The breakeven analysis uses fixed and variable costs to find a production level where revenue equals costs. Cost structure analysis may require this. Breakeven production is calculated by:
Breakeven analysis helps companies decide on fixed and variable costs. The break-even analysis also affects a company’s product price.
Cost structure management includes operating leverage. Operating leverage depends on a fixed-to-variable cost ratio. Fixed costs increase operating leverage. Operating leverage formula:
Operating leverage increases profit per unit.
Cost Management Ratios
Most companies use cost structure statements and dashboards to track their costs.
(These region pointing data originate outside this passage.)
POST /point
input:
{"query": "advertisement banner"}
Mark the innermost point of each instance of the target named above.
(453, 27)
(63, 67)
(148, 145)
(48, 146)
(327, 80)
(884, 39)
Independent cost structure analysis helps a company understand how fixed and variable costs affect different parts of the business and the whole business. Cost analysts at many companies monitor and analyze fixed and variable costs.
To determine production fixed costs, divide fixed costs by net sales.
Examples of Fixed Cost
Rental and lease payments, certain salaries, insurance, property taxes, interest, depreciation, and some utilities are fixed costs.
A new business might start with rent and management salaries. All companies monitor fixed-cost agreements. These fixed costs change independently of production levels. New contracts or schedules can cause changes.
All Fixed Costs Sunk?
In financial accounting, sunk costs are fixed costs. Sunk costs are irrecoverable.
Unsunk fixed costs are easy to imagine. Equipment may be resold or returned at the purchase price.
Businesses and individuals incur sunk costs. Someone might drive to the store to buy a TV but decide not to when they arrive. However, the customer must refrain from demanding that the gas station or electronics store reimburse them for the mileage.
Accounting for Fixed Costs?
Business fixed costs include operating and overhead costs. Fixed costs are indirect production costs, unlike assembly parts. However, they affect production costs. Fixed costs are depreciated instead of expensed.
Variable vs. fixed costs?
Variable costs directly affect production, unlike fixed costs. Fixed costs are rarely included in COGS, but variable costs are. Sales fluctuations can affect variable costs if sales commissions are included in per-unit production costs. Even if production drops significantly, fixed costs must be paid.
Business expenses can be fixed or variable. Variable expenses. Companies pay fixed costs regardless of production. Example: rent. Variable costs—like shipping—change with a company’s production.